Without looking, who is leading the NL in OPS? If you guessed Lance Berkman (1.080) you’d be right. Some of you may have gotten that one, but tell me, who is sixth in the NL? If you haven’t looked at the list the past couple of days there is no way you would know that it’s the Rockies… Todd Helton (.928). Helton was horrible last year with a .728 OPS in 398 at-bats, but it seems like everyone just wrote him off coming into the year because of his age (38 in August) and back woes despite the fact that he was pretty darn good two years ago (.904 OPS). If you grabbed him late in your mixed league, great job.
Ichiro Suzuki is hitting .252 on the year including an impossible to believe .132 in June and .189 since the start of May in what has been the worst slump of his life (I contracted his t-ball coach to confirm). Ichiro is 37 years old, but can a guy who has 10-straight years of hitting .300 with 200-hits suddenly just stop hitting? I think it’s doubtful. His walk rate is better than normal, and his K-rate would be his best mark since his 2001 season. He is hitting more balls than ever on the ground (62 percent this year versus 56 for his career), but given his skill set that is better than the alternative of him hitting the ball into the air. Ichiro has seen a gradual reduction in his line drive rate the past few years, but his 17.6 percent mark is slightly better than the 17.3 percent rate from last season, yet somehow his BABIP has dropped from .353 to .273. Given that his career BABIP mark is .354 and that he has never finished a year below .316, I believe that mark, and his average, will rebound.
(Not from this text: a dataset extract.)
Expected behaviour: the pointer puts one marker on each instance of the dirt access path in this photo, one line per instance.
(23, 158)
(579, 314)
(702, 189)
He wont hit .328 this year – his career mark – but I think .300 is still doable.
Justin Verlander is 5-0 with a 2.37 ERA over his last eight starts to improve his yearly totals to 7-3 with a 2.89 ERA, 0.94 WHIP and 93 Ks in 102.2 IP (8.15 K/9). Flat out, the guy is an ace.
ROYALS CALL UP SLUGGER
Mike Moustakas was called up by the Royals Thursday as they continue to switch gears midstream by calling up all their youthful talent. Here are my thoughts on the slugging third baseman.
The second player taken in the 2007 draft, Moustakas hit .322 with 36 homers and 124 RBI last year – in just 118 games mind you – to be named to just about every minor league all-star squad you can think of. He started out this season a bit slowly, but after hitting .356 over his last 10 games he upped his average to .287 in Triple-A with 10 homers and 44 RBI in 55 games. The young third baseman has power, plus power actually, and he should be able to flash that immediately with the Royals. For a slugger he also does a fairly good job at avoiding the whiffs, though that doesn’t mean he is ready to be a .300 hitter in the big leagues – he isn’t.
With third base being a minefield this season of injury and poor performance, Moustakas is a name you need to take immediate note of. In my recently released ROTW Rankings: Hitters piece, I listed Moustakas 19th at the position. Why so low? I honestly didn’t think he would be up for another month. At this point I have no problem moving him up to 15th on that list which means he is obviously an immediate add in 15 team leagues, and if you are in a 12 team league that uses corner infielders, he would also be a must add. Of course, this thumbs up shouldn’t be offered without my standard “be careful he is just a rookie with no big league experience” line. I’m predicting success here based on his skills and pedigree, but that is by no means a guarantee that he will live up to the hype in 2011.